A idade nova é dos especialistas, e os especialistas só se formam com o trabalho aturado e diurno, com o percurso incessante da trilha já percorrida, com o quase labor de almanjarra, que prende a mediocridade num círculo vicioso, mas eleva o talento passo por passo, dia por dia, na espiral que aproxima o homem da divindade. Demais, a onda do pensamento moderno assoberba o maior engenho humano, e fio que no naufrágio, onde são poucas as tábuas de salvação, nenhuma suportará o peso de um enciclopédico.

O livro sobre o Japão, prestes a sair do prelo, deve ser uma bela respondência do livro sobre os Estados Unidos. O fino observador do como surgiu no curto espaço de um século, alentada pela só cultura da liberdade, a nação mais poderosa e mais rica da terra, nos virá dizer como dentre as ruínas e os entulhos do mundo asiático, pôde brotar a planta vivaz do governo representativo. Do Japão de Kaempfer e de Charlevoix ao Japão de nossos dias vai toda a transformação que o ilustre confrade nos vem patentear.

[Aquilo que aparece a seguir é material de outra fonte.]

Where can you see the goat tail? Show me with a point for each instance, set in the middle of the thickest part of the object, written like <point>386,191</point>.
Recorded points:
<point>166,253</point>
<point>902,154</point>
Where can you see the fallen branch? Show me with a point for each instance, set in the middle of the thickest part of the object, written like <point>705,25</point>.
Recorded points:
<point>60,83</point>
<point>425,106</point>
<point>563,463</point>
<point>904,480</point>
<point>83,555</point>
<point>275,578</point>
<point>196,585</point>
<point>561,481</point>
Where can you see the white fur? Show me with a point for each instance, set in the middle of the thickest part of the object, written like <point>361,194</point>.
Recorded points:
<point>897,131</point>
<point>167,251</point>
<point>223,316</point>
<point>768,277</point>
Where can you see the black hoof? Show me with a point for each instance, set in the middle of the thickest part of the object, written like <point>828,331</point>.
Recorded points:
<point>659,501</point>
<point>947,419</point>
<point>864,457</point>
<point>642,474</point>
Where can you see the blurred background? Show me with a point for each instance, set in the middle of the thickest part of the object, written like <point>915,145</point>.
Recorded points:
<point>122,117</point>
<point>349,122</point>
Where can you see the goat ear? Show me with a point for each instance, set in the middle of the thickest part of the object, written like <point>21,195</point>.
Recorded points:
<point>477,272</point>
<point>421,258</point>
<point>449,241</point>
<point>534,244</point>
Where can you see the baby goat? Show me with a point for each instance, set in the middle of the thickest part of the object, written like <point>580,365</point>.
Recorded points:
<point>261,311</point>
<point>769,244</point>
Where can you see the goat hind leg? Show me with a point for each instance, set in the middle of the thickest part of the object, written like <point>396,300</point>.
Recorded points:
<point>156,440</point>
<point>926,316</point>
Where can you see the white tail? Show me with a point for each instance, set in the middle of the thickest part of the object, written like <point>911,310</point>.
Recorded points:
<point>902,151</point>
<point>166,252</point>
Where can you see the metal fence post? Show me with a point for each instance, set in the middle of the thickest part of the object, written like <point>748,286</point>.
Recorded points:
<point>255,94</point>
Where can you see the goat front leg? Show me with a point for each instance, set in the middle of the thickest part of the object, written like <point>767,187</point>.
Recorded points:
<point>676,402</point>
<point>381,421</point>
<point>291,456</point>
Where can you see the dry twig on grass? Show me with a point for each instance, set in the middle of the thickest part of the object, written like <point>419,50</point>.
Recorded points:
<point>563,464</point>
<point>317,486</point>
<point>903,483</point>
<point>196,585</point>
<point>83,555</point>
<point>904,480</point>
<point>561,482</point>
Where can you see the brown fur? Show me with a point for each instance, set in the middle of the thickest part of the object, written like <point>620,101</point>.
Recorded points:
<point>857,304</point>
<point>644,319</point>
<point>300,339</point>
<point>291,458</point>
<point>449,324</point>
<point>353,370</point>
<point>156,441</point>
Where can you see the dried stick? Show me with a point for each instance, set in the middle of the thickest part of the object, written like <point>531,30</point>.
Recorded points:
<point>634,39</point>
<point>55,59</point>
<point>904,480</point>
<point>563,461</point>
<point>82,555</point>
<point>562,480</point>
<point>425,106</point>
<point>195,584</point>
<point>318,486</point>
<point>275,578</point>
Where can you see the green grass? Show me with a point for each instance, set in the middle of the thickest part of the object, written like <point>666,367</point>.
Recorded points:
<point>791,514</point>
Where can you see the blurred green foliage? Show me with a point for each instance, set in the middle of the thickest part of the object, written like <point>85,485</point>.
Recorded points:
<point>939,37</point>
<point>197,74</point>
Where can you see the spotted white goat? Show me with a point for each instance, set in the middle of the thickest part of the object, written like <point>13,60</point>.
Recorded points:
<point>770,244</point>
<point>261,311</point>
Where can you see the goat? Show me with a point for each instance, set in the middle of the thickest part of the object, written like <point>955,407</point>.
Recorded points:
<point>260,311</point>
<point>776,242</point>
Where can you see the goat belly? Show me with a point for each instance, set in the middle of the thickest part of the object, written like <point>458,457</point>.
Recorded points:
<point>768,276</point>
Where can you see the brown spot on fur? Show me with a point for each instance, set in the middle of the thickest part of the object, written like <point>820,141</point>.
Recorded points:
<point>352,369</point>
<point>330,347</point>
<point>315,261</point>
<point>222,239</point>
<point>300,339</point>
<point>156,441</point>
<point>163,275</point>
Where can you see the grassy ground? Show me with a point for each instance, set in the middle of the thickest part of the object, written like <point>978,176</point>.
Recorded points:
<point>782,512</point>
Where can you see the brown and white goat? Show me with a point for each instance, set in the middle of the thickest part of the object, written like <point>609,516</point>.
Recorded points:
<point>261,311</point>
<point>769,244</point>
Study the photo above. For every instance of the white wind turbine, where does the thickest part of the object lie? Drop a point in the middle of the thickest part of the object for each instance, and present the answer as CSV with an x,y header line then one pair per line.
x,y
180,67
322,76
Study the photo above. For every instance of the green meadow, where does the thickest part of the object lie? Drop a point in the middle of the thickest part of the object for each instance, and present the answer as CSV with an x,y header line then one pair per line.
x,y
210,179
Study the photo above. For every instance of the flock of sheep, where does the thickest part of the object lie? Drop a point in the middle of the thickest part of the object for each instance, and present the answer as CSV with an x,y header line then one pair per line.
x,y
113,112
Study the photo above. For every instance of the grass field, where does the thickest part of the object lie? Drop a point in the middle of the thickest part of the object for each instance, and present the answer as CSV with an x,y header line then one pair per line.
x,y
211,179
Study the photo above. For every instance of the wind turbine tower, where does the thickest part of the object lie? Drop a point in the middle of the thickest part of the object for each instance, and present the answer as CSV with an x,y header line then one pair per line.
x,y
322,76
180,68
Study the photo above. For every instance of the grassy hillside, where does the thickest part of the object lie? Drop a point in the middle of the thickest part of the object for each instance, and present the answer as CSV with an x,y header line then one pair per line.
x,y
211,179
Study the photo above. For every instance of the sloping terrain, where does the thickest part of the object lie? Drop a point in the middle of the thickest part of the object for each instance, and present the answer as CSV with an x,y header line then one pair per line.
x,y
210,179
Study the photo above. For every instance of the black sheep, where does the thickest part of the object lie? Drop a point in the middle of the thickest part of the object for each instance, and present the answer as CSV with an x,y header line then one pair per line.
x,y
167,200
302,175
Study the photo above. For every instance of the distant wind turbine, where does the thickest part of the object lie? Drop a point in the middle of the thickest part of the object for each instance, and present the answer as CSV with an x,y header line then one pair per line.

O Catálogo dos manuscritos acerca do Brasil existentes no Museu Britânico, cuja edição o Instituto Histórico tomou a si, será outra prova do meticuloso cuidado com que o nosso ilustre confrade aparelha a oficina de trabalho dos futuros historiadores do Brasil. A obra de Figanière, já de tamanho valor para os estudiosos, foi grandemente acrescentada e o resultado obtido pelo nosso consórcio sugere-nos a idéia de que no dia em que Oliveira Lima puder fazer na Torre do Tombo e nos outros arquivos de Portugal o que fez em Londres, possuirá o Brasil o material quase completo para a sua história.

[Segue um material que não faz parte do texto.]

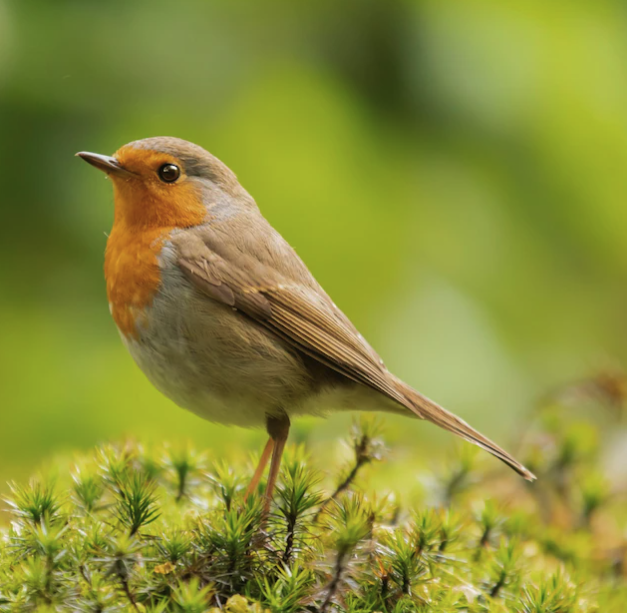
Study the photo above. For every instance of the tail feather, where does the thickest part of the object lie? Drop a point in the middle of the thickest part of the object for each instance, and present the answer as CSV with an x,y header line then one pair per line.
x,y
429,410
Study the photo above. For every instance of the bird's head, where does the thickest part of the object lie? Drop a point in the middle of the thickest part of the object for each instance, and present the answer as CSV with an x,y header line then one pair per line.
x,y
164,182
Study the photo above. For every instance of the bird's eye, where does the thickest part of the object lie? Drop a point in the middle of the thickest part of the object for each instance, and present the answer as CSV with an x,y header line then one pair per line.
x,y
169,173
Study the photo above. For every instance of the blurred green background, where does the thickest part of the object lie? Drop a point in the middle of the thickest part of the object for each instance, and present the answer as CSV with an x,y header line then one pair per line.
x,y
452,172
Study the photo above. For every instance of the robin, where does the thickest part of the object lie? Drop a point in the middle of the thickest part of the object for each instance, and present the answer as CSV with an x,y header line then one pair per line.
x,y
222,315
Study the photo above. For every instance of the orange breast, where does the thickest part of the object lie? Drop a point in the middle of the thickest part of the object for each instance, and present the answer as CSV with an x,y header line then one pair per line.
x,y
132,274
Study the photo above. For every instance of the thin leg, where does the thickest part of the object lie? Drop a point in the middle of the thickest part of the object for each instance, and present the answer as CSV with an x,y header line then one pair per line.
x,y
278,429
263,461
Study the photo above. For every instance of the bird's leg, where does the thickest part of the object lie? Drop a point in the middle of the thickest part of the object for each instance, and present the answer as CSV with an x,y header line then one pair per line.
x,y
263,461
278,429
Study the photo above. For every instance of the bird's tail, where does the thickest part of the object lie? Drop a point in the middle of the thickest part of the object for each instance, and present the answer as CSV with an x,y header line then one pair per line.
x,y
429,410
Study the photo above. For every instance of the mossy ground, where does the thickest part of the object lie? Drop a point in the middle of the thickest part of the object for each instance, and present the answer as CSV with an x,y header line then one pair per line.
x,y
152,530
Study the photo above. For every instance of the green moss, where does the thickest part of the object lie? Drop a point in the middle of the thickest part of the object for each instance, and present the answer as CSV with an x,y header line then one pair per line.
x,y
160,530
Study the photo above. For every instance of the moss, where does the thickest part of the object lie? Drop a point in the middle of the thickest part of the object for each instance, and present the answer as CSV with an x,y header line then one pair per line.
x,y
160,530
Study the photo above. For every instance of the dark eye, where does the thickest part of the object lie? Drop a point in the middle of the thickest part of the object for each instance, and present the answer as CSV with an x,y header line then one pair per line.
x,y
169,173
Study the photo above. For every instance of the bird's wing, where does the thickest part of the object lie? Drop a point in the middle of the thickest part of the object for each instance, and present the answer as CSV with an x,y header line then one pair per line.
x,y
300,313
270,284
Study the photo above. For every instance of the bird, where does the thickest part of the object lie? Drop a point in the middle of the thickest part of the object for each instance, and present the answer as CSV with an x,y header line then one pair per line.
x,y
222,315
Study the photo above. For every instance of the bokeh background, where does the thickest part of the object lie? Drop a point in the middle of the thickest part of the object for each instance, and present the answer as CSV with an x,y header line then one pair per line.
x,y
452,172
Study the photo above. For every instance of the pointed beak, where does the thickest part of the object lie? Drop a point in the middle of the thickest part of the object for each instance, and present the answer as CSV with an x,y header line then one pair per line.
x,y
105,163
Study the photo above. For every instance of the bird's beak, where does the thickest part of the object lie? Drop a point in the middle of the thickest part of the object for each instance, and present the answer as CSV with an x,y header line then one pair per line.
x,y
105,163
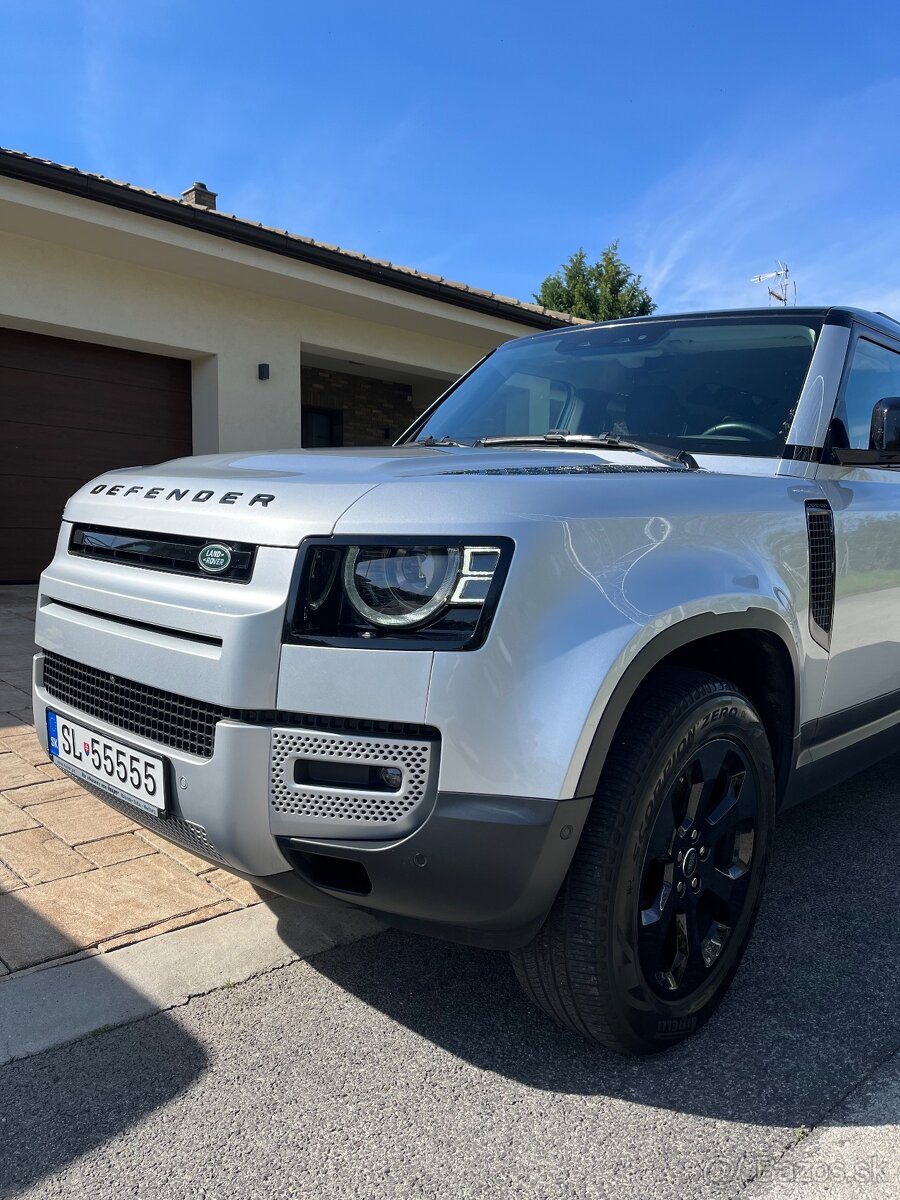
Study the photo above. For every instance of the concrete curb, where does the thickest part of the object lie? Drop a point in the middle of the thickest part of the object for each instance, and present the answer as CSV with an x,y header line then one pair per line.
x,y
59,1005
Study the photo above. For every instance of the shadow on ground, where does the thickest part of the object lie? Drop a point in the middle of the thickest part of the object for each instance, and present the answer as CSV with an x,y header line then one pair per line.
x,y
813,1009
58,1105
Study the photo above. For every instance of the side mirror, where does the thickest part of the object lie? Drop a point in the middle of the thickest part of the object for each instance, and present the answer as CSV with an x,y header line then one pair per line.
x,y
885,429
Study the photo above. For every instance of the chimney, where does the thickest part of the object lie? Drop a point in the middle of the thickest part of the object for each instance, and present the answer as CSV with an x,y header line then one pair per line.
x,y
201,196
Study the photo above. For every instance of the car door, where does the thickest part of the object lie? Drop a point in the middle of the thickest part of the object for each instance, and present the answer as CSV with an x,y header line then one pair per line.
x,y
863,676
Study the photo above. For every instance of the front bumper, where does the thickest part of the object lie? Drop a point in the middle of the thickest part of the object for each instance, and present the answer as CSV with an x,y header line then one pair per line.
x,y
480,869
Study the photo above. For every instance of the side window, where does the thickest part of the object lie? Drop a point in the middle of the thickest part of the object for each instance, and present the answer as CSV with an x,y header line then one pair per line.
x,y
874,375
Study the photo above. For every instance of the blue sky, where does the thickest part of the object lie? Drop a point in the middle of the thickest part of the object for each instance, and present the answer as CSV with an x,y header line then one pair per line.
x,y
486,139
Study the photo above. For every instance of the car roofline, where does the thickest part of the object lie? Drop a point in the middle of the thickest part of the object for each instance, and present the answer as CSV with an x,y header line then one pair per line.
x,y
829,315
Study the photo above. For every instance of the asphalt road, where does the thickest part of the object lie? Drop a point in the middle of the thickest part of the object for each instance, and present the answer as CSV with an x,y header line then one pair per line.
x,y
402,1067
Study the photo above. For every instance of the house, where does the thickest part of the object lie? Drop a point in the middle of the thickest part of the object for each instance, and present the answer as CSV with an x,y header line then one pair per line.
x,y
137,327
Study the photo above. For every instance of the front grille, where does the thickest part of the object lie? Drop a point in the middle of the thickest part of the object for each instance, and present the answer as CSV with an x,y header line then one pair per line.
x,y
162,717
186,833
161,551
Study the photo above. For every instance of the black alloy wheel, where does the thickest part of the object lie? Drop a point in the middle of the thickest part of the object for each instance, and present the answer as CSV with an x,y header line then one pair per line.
x,y
663,892
697,868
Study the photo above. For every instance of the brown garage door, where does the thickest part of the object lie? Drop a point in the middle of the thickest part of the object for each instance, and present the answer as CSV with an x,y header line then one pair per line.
x,y
70,411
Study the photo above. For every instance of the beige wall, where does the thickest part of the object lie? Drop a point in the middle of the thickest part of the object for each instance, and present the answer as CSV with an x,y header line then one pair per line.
x,y
225,307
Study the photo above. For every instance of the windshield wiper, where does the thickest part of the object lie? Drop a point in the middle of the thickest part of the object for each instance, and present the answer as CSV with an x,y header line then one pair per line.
x,y
439,442
601,441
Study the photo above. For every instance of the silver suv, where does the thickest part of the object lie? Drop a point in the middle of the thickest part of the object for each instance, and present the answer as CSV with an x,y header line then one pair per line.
x,y
537,678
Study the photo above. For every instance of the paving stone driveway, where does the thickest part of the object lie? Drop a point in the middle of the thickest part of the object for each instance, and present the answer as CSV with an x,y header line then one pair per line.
x,y
77,877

Senhores, nas indiscrições desta hora, irei até o vaticínio. O digno homem de letras que hoje recebemos no seio desta companhia há de com o decorrer dos anos cobri-la de tanta glória no possuí-lo que bem poucos se lhe poderão avantajar. Estamos diante do vir probus nas letras e na ciência. A verdade é o seu culto; a pátria, sua religião.

Quando a liberdade inteira de comércio houver derrocado o último erro do protecionismo e as alfândegas do globo forem meros registros estatísticos da troca de produtos entre os povos cujos climas e cujos cérebros os produzirem mais baratos e mais perfeitos; quando as guerras, que ainda em nosso tempo dão testemunho de nossa barbaria, tiverem sido substituídas pelo arbitramento obrigatório e pleno entre as nações; quando os processos da indústria anglo-saxônica e a sua atividade maravilhosa tiverem permeado este continente e a alma latina houver afeiçoada a alma da raça, fisicamente mais forte, aos ideais da justiça e do belo; quando tiver surgido, graças a este conjunto de forças, a civilização que se está moldando na grande oficina americana da liberdade, temperada com o socialismo que solapa a Europa monárquica; depois que esta República, fruto prematuro de uma operação cesariana, houver retomado o caminho dos doutrinários da propaganda, que cabiam dentro da constituição do Império e deviam sair vitoriosos das urnas conscientes, graças à escola, à imprensa e à tribuna; depois que à restauração do caráter cívico do povo brasileiro se tiver fundamente arraigado o sentimento religioso pela escolha livre dos caminhos do céu mais numerosos que todos os que levam a Roma, então, quando a língua de Camões for a língua de 50 milhões de homens, na obra ingente do século que começa, há de alguém nos anais desta companhia somar com assombro os labores do ilustre consócio nas conquistas deste ramo da velha e nobre raça portuguesa.
Que no templo em que se faz o vaticínio o propicie o excelso padroeiro desta casa e real patrono de todos os crentes do Ideal.